Ainsi, si un pays n’est plus intéressant en tant que marché, le risque de voir sa base de sous-traitants réduite à moyen-long terme existe bel et bien, la priorité pour les nouveaux contrats revenant aux «pays-clients». M. Posch souligne que les exigences posées par la Suisse en termes d’affaires compensatoires semblent raisonnables, au vu du tissu industriel du pays.

Interrogé sur ses fournisseurs helvétiques, le dirigeant n’a pas souhaité fournir une liste exhaustive, mais a cité quelques entreprises opérant dans différents secteurs, parmi lesquelles des groupes cotés sur SIX comme Ems-Chemie et Huber+Suhner, la filiale genevoise du colosse chimique DowDupont ou encore le fabricant de connecteurs vaudois Lemo.

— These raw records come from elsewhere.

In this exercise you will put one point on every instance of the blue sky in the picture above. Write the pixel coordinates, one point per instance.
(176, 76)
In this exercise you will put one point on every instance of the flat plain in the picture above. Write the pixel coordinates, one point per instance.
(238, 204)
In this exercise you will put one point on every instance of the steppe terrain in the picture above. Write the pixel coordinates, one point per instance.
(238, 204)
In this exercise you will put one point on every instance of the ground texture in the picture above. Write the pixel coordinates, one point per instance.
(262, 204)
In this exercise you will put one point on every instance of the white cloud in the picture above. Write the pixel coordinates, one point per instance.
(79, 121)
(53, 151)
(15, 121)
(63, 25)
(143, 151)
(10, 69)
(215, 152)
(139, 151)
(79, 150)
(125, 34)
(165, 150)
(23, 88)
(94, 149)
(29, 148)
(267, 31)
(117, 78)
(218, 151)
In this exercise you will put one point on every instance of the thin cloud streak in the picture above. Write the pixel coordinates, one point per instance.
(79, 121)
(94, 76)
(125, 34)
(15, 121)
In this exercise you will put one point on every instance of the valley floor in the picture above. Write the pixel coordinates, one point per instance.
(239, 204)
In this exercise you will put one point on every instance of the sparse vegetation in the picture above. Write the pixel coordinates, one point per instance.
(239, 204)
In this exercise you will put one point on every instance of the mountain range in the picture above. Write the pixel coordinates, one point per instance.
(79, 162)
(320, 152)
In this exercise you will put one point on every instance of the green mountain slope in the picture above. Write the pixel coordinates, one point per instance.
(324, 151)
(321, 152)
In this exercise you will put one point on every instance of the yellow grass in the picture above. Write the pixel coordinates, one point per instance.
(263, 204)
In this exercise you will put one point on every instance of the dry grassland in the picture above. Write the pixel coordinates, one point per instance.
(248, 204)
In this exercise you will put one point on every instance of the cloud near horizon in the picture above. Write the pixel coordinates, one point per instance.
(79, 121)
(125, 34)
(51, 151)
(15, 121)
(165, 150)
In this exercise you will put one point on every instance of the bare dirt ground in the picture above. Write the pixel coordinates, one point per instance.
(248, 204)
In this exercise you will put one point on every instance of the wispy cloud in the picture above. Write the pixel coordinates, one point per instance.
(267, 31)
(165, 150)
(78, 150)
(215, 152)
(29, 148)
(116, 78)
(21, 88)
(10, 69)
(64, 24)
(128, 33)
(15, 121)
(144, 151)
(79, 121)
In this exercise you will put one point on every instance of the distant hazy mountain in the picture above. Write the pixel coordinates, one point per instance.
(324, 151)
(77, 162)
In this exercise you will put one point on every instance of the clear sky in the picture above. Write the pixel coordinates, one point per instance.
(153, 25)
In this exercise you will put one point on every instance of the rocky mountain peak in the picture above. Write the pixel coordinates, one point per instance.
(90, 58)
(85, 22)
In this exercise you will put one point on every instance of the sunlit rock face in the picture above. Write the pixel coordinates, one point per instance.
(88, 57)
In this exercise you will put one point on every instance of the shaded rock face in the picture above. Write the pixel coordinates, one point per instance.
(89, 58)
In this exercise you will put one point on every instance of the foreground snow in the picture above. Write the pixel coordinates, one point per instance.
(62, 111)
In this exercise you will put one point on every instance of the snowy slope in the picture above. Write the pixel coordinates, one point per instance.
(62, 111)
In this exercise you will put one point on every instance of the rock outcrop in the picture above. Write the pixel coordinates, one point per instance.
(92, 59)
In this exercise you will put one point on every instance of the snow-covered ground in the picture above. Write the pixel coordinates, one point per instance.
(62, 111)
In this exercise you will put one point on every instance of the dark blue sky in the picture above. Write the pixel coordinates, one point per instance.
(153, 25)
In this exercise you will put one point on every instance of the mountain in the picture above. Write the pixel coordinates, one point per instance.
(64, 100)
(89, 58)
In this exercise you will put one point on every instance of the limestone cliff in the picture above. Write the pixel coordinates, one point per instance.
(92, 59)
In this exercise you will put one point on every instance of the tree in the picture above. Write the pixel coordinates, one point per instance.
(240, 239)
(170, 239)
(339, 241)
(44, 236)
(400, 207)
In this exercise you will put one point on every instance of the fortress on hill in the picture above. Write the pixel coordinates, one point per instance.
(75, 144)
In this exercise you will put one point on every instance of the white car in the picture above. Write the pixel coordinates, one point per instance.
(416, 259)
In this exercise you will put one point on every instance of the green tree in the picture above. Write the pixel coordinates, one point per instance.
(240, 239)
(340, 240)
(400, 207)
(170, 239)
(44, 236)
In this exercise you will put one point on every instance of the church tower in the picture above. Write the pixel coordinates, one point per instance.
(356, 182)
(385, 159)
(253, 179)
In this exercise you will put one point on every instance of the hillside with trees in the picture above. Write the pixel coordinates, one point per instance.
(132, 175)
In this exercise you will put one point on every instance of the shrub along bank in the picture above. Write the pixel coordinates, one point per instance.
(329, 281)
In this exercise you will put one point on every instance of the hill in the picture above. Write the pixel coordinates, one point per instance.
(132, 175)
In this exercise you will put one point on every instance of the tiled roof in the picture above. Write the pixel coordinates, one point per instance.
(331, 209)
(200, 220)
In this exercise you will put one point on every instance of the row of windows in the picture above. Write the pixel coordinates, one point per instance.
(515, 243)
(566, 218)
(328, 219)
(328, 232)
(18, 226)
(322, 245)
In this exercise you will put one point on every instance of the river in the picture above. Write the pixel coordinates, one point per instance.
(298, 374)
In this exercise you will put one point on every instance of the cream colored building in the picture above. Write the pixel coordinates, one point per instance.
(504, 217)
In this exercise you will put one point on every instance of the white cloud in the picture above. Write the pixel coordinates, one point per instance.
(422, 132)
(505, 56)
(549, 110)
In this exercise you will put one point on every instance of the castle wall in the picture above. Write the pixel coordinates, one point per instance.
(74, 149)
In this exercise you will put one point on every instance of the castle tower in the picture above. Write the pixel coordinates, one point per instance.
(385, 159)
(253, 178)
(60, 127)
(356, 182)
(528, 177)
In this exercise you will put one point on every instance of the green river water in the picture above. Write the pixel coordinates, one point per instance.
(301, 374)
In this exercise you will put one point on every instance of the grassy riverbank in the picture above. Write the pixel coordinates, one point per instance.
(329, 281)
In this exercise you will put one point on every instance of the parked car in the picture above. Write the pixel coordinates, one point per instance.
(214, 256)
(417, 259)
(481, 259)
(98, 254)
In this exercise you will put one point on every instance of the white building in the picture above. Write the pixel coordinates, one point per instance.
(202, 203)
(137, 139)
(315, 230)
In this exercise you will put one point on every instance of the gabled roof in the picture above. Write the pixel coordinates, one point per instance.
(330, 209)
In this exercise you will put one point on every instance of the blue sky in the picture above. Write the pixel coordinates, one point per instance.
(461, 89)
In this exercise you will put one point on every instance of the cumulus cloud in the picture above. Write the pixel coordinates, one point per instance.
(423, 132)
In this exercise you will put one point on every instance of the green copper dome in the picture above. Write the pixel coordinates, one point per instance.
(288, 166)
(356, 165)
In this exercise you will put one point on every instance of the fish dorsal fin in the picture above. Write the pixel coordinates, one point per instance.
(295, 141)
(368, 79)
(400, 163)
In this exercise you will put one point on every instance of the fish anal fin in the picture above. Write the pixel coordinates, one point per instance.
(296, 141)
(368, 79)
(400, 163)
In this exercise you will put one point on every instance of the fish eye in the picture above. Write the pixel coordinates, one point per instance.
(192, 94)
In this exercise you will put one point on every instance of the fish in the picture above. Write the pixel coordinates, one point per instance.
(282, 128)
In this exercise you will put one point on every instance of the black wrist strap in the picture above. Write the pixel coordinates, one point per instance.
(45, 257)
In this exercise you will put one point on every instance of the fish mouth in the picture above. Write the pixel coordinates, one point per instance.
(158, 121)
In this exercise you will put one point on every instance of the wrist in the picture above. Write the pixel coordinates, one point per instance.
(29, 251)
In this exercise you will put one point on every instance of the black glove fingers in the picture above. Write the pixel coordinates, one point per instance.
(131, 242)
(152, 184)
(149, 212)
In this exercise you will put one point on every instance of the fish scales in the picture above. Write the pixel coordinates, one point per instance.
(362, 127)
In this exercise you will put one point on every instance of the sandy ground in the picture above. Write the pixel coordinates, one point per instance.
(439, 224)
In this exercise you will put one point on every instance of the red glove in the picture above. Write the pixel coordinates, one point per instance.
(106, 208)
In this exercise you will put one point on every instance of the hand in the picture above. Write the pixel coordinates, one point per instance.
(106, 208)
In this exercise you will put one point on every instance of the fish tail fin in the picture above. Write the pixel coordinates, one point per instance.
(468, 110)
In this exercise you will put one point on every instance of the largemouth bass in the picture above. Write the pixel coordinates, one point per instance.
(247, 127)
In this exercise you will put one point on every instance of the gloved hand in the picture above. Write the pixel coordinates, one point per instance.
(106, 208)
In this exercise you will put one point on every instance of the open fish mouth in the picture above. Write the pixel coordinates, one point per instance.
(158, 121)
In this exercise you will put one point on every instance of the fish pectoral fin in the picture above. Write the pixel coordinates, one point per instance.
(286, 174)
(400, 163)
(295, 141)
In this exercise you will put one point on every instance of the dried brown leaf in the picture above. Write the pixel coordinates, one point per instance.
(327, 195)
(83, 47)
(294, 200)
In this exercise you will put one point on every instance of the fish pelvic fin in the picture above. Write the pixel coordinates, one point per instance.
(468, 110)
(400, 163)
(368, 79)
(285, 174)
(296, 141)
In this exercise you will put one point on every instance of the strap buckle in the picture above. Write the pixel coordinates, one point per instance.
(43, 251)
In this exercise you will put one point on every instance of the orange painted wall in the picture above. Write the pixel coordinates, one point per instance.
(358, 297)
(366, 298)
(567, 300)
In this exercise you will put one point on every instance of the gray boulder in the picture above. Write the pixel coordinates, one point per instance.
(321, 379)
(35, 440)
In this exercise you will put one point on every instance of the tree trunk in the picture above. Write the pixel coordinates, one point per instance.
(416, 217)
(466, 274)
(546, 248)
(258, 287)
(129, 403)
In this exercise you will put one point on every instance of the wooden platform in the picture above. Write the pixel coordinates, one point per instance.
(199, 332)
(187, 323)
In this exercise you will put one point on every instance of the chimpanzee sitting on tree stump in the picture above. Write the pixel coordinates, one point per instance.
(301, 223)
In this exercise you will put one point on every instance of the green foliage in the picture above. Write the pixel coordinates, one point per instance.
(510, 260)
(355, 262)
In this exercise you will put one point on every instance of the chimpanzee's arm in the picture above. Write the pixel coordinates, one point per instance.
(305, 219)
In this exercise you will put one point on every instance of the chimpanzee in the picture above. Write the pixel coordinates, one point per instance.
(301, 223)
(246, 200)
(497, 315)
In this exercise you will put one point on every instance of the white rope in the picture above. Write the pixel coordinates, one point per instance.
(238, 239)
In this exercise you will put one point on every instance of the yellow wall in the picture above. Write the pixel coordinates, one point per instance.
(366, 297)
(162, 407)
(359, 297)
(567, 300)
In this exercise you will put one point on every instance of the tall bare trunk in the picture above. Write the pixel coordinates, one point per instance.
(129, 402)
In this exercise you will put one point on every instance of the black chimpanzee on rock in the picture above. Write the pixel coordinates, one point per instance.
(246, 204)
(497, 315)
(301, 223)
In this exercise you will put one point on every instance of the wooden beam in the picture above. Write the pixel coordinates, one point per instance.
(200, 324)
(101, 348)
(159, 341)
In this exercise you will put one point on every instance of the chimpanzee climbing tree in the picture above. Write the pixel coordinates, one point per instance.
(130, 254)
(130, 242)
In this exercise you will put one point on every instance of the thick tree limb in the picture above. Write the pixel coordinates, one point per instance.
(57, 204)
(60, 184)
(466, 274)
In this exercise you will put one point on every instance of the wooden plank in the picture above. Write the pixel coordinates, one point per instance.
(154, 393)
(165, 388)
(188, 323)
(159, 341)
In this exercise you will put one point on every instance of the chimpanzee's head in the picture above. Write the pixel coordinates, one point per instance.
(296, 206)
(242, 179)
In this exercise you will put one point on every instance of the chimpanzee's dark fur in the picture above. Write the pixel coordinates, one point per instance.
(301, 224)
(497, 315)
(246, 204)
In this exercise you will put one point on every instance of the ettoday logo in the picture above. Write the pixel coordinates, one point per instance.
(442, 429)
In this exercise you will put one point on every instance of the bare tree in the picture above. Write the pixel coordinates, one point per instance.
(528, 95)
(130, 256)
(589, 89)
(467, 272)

Même répartition géographique

La répartition géographique des sous-traitants d’Airbus en Suisse correspond peu ou prou à celle définie par Armasuisse pour les affaires compensatoires liées à l’achat des avions de combat – qui représentent 60% de l’enveloppe totale, soit 3,6 milliards de francs – à savoir, 65% en Suisse allemande, 30% en Suisse romande et 5% en Suisse italienne.

«En tant que grand groupe européen, nous sommes très bien représentés en Suisse avec nos partenaires, et c’est quelque chose que nous voulons mettre à profit et développer», assure M. Posch, signalant que l’avionneur s’emploie activement à découvrir et tisser des liens commerciaux avec des entreprises locales, dans un souci d’anticipation pour des affaires compensatoires.

Le géant européen domine – et de loin – le marché suisse de l’aviation commerciale. Sur les 91 appareils utilisés par Swiss, 79 sont des Airbus. C’est également le cas des 27 avions de la famille A320 de la flotte helvétique du transporteur à bas coûts Easyjet, bientôt ramenés à 25.

Dans le segment militaire, Airbus est présent avec une cinquantaine d’hélicoptères: une vingtaine d’appareils légers (EC635), ainsi que quinze Super Puma et douze Cougar, selon les données du Département fédéral de la défense (DDPS). La Suisse compte par ailleurs quelque 200 appareils à usage civil, dont plus de la moitié en mains de particuliers.

Meilleure solution pour la Suisse

Selon le constructeur européen, l’Eurofighter représente «la solution optimale pour la Suisse». Il est l’avion le plus utilisé pour les opérations de police aérienne sur le Vieux Continent, notamment par les forces armées allemandes (141 unités), britanniques (160), italiennes (94) et espagnoles (70).

La version prévue pour la Suisse est la même que celle en service en Allemagne, «ce qui offre la possibilité d’une collaboration encore plus étroite dans le domaine de la sécurité de l’espace aérien européen», assure Airbus.

L’avionneur se veut un «partenaire solide de la Suisse (…) représenté dans de nombreuses coopérations industrielles», et s’estime «bien positionné pour présenter un concept de compensation à même de répondre aux exigences de la Suisse en vue de maintenir et d’étendre sa base technologique en matière de sécurité».